His co-worker said the revised treatment protocol has increased their families’ risk of infection. “Since self-isolation after Covid-19 duty has been done away with for us, our families are at risk. It is sad the government considers our lives less worthy than our counterparts in government medical college hospitals (GMCHs),” said the co-worker.
Interns at GMCHs are students who studied there. They get a monthly stipend of `25,000 and have now been included in the government’s `50 lakh insurance coverage for regular staff.However, those at general hospitals are working on one-year unpaid internships with neither a risk allowance nor any insurance coverage.
In terms of Covid duty, house surgeons in GMCHs and general hospitals do the same work - in the general outpatient (OP) department, the Covid-19 triage to screen symptomatic patients, isolation wards and Covid wards.

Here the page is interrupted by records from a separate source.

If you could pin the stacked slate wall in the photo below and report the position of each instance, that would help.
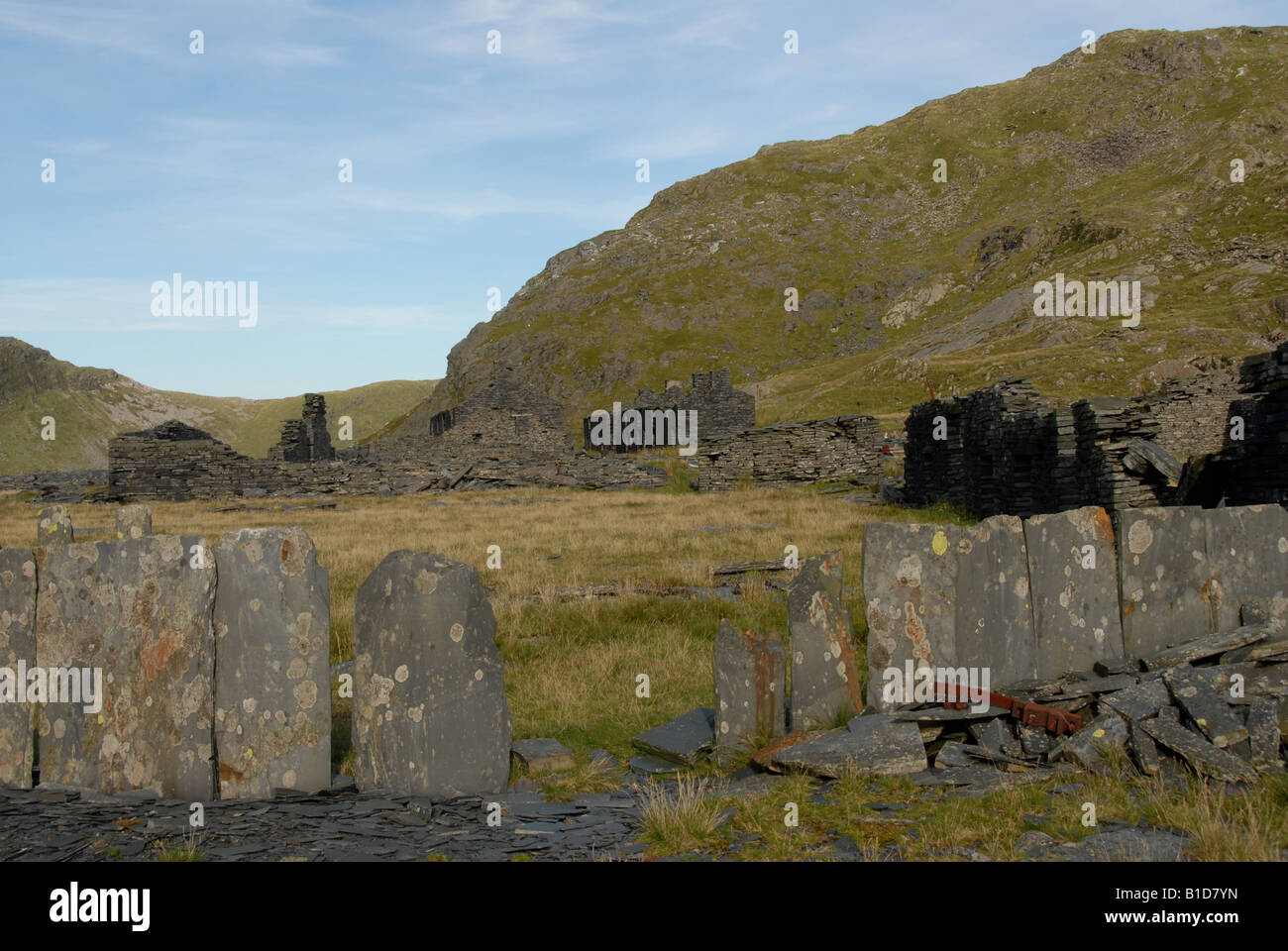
(721, 409)
(842, 448)
(1035, 598)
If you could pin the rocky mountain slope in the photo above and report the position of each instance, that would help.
(89, 406)
(1107, 165)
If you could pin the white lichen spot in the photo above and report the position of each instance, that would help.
(1140, 536)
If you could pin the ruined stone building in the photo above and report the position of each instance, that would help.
(1004, 450)
(174, 462)
(503, 418)
(721, 409)
(305, 440)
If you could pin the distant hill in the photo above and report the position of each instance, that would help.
(89, 406)
(1113, 163)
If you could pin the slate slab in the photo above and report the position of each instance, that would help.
(429, 709)
(1162, 568)
(1076, 615)
(910, 582)
(271, 622)
(870, 744)
(1247, 562)
(751, 686)
(824, 668)
(17, 652)
(687, 739)
(141, 612)
(542, 755)
(995, 612)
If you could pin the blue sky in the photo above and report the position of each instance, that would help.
(469, 169)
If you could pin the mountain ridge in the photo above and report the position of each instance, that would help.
(1106, 165)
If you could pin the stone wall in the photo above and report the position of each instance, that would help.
(305, 440)
(842, 448)
(1005, 451)
(1031, 599)
(175, 462)
(721, 409)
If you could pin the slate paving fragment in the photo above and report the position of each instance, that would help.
(870, 744)
(686, 740)
(542, 755)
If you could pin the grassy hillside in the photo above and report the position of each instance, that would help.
(89, 406)
(1115, 163)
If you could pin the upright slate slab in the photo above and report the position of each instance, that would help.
(1162, 568)
(271, 682)
(133, 522)
(995, 612)
(1247, 551)
(17, 651)
(140, 611)
(751, 686)
(824, 668)
(910, 583)
(1076, 612)
(429, 710)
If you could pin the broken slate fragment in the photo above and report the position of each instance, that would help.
(1087, 748)
(1142, 749)
(1203, 757)
(1263, 733)
(542, 755)
(870, 744)
(824, 669)
(686, 740)
(1206, 647)
(1194, 693)
(751, 686)
(1138, 701)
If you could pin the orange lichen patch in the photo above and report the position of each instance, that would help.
(1104, 526)
(156, 655)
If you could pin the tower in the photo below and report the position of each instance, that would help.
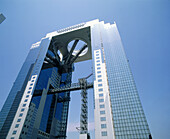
(31, 111)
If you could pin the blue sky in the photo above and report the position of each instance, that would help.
(144, 29)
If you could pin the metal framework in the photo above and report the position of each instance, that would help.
(66, 65)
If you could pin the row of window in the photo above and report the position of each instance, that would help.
(101, 99)
(23, 106)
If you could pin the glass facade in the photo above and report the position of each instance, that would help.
(30, 111)
(123, 102)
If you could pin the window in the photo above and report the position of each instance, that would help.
(14, 132)
(104, 133)
(99, 76)
(102, 112)
(22, 109)
(99, 85)
(101, 89)
(19, 120)
(103, 125)
(23, 105)
(100, 95)
(101, 100)
(17, 125)
(20, 115)
(100, 80)
(102, 106)
(102, 118)
(99, 72)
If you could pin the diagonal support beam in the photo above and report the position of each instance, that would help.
(55, 60)
(74, 58)
(71, 51)
(50, 61)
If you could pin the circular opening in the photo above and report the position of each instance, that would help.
(78, 47)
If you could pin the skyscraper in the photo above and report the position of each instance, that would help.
(32, 111)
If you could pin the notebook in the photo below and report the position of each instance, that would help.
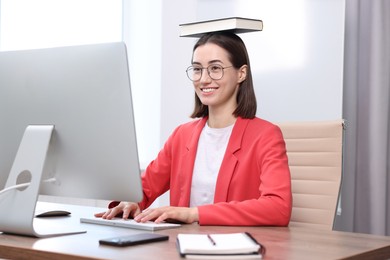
(129, 223)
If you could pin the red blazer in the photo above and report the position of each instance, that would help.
(253, 185)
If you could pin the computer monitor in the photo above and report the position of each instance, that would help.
(81, 97)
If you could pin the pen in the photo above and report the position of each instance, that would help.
(211, 240)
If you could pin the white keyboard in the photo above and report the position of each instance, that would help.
(129, 223)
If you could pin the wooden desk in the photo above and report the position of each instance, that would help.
(281, 243)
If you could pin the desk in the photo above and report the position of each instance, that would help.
(280, 242)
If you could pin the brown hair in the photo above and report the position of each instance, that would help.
(238, 56)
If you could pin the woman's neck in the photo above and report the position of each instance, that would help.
(221, 121)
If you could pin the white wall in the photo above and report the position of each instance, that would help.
(297, 61)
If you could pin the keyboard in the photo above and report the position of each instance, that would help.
(129, 223)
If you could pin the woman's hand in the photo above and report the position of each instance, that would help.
(128, 209)
(169, 214)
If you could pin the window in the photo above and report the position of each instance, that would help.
(26, 24)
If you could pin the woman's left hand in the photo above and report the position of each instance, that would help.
(169, 214)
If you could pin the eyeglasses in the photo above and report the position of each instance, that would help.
(215, 71)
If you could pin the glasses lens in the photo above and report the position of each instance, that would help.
(194, 73)
(215, 71)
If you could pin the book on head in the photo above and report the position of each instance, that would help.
(234, 24)
(219, 246)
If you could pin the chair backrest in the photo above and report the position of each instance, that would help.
(315, 154)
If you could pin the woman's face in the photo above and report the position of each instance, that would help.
(219, 94)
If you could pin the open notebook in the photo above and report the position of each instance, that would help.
(129, 223)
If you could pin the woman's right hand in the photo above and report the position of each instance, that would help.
(127, 209)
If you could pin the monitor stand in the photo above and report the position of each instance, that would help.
(18, 200)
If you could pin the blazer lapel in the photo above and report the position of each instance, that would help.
(229, 161)
(188, 167)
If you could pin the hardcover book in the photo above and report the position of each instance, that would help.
(219, 246)
(234, 24)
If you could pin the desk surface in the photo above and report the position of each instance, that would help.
(280, 242)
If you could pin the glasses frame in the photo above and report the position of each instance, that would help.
(208, 68)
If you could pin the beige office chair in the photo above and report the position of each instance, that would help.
(314, 150)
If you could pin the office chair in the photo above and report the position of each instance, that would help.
(315, 154)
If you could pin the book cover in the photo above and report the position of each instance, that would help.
(234, 24)
(216, 246)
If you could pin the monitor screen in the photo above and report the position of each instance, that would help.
(84, 92)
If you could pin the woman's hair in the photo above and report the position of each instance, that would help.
(238, 56)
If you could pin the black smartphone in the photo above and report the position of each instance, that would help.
(135, 239)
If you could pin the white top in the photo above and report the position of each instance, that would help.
(211, 149)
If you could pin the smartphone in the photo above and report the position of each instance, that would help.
(135, 239)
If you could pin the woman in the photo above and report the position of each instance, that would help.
(227, 167)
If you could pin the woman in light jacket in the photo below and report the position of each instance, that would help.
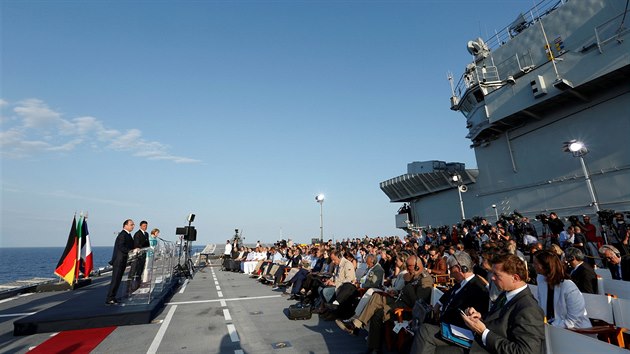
(558, 296)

They are also sent for swab collection in vulnerable areas. House surgeons at general hospitals complain that they are at high risk of infection as they do not wear PPE in the general OP.
Recently, four interns assigned for swab collection of 300 persons at Kinfra had to face a alarming situation wherein donors gathered around the collection centre without maintaining social distancing. “The risk is high when we are posted on the field. People may not maintain social distancing, thereby risking their lives and ours,” said a student. The house surgeons want the government to provide them with risk allowance and insurance coverage.